C’est notamment le cas de la Convention d’Istanbul, entrée en vigueur le 1er avril 2018 en Suisse et dont l’objectif est de prévenir et lutter contre les violences faites aux femmes. L’article 12 engage les parties à prendre «les mesures nécessaires pour promouvoir les changements dans les modes de comportement socioculturels des femmes et des hommes en vue d’éradiquer les préjugés, les coutumes, les traditions et toute autre pratique fondés sur l’idée de l’infériorité des femmes ou sur un rôle stéréotypé des femmes et des hommes».

L’AGENDA 2030, en vigueur depuis 2016, fixe quant à lui les lignes directrices et les priorités internationales à appliquer d’ici à 2030 en matière de développement durable. Il considère l’inégalité des sexes comme l’un des principaux obstacles au développement durable et invite les Etats à entreprendre des mesures concrètes en faveur de la promotion de l’égalité homme – femme. Le rapport national sur la mise en œuvre de l’agenda en Suisse présenté à l’ONU le 17 juillet 2018 ne fait cependant mention d’aucune stratégie visant à corriger les stéréotypes concernant les rôles dans la société.

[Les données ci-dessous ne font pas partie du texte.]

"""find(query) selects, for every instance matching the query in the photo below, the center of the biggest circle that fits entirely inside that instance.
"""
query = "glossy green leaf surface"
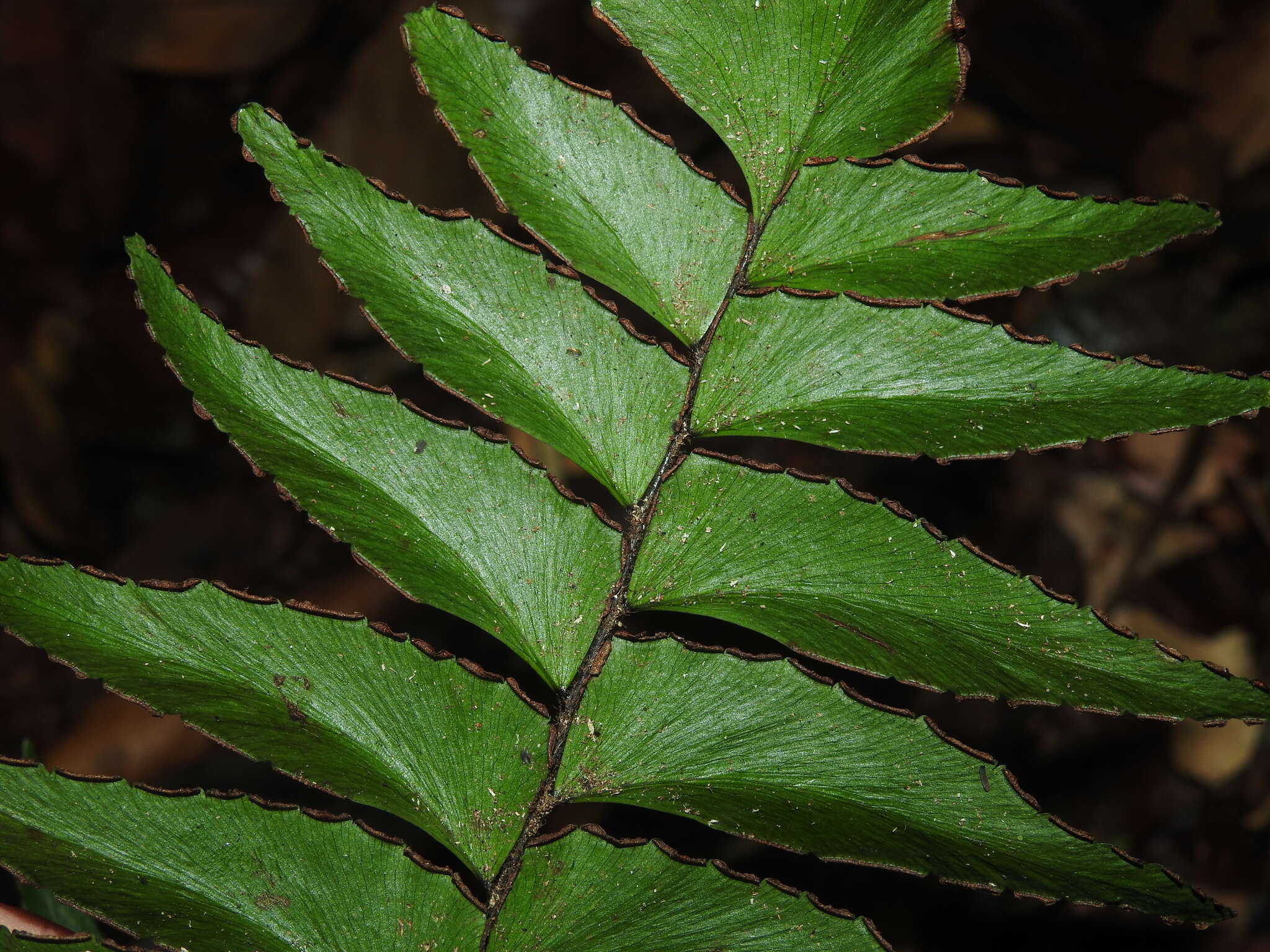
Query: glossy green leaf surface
(224, 875)
(849, 375)
(853, 582)
(331, 701)
(904, 231)
(454, 521)
(615, 202)
(483, 316)
(781, 82)
(758, 748)
(592, 896)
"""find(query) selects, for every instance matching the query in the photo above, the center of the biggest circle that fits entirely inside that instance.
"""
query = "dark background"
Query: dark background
(116, 120)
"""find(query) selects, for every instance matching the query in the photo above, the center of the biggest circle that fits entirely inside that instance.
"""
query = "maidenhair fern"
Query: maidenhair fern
(818, 311)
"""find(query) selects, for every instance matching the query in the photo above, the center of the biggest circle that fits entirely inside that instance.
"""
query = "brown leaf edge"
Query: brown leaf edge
(442, 218)
(379, 628)
(1003, 774)
(659, 138)
(318, 815)
(301, 367)
(900, 512)
(1011, 183)
(1039, 339)
(718, 865)
(954, 30)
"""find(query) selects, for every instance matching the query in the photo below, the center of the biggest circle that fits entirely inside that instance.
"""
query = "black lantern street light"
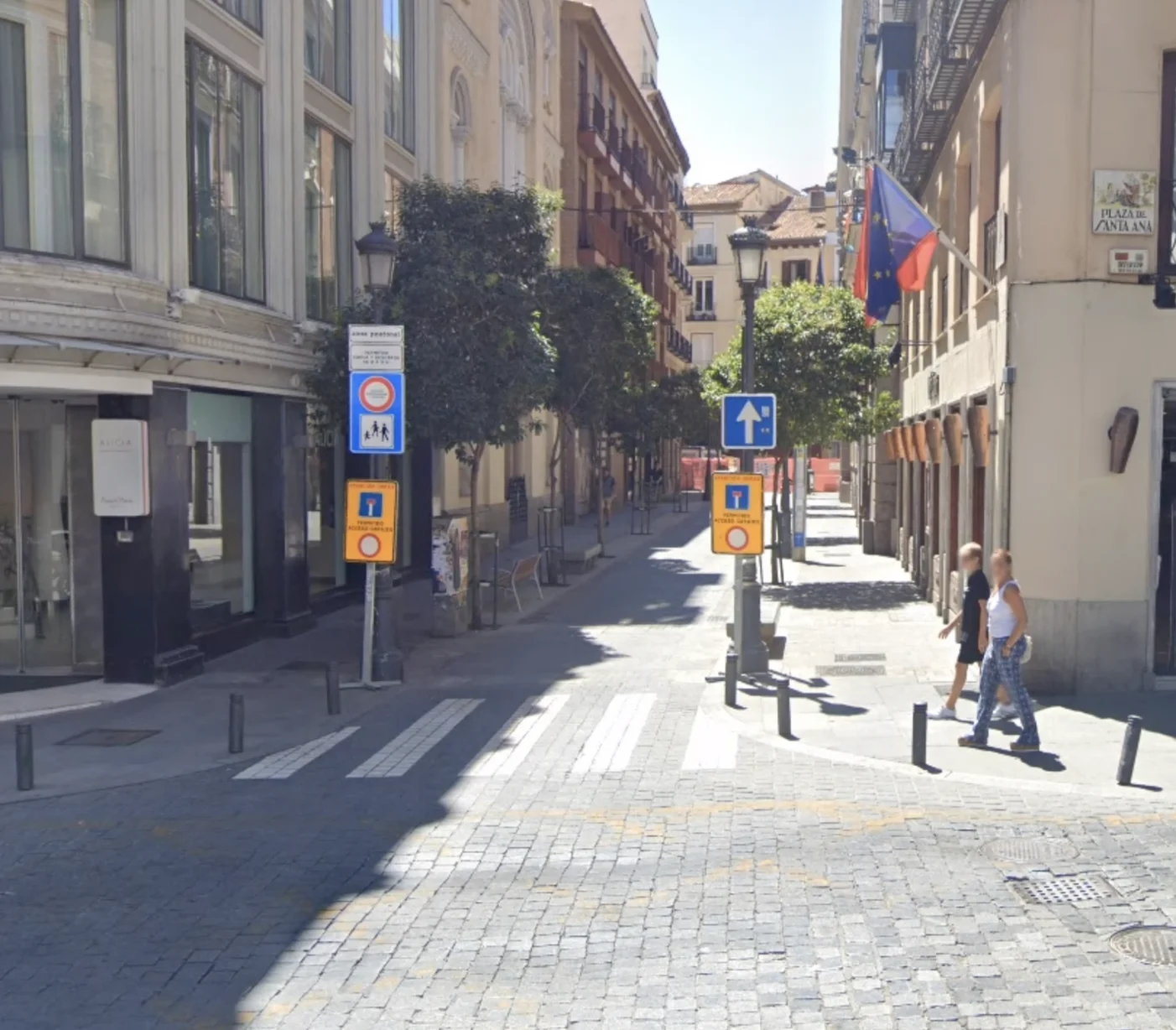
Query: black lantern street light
(749, 246)
(377, 253)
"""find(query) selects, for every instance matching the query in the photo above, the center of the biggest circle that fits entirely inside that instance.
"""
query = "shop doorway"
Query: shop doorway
(39, 555)
(1164, 660)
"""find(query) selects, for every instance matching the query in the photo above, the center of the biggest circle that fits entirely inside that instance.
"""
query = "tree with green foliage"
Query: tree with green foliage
(600, 325)
(466, 290)
(814, 351)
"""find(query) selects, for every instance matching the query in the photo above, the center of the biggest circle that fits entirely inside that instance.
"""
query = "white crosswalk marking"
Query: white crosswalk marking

D’autres droits à prendre en compte

Un engagement au niveau fédéral serait donc une avancée en la matière. Reste cependant à noter que l’interdiction des affiches sexistes pourrait, suivant son application, entrer en collision avec d’autres droits humains et fondamentaux. A savoir la liberté des médias, garantie à l’article 17 de la Constitution et par plusieurs pactes de l’ONU, ainsi que la liberté économique, garantie par l’article 27 de la Constitution et, en moindre mesure, par le Pacte I de l’ONU pour les droits économiques, sociaux et culturels

Suite à l'adoption de la motion Bavaud au Grand Conseil vaudois en 2012, la Publicité romande - aujourd'hui nommée Communication Suisse - avait également appelé à une réflexion de fond de la part de la Confédération. Son objectif était alors d’éviter les distorsions de concurrence entre les médias et de poser de nouveaux principes applicables à tous les médias afin d'instaurer entre eux une saine égalité de traitement.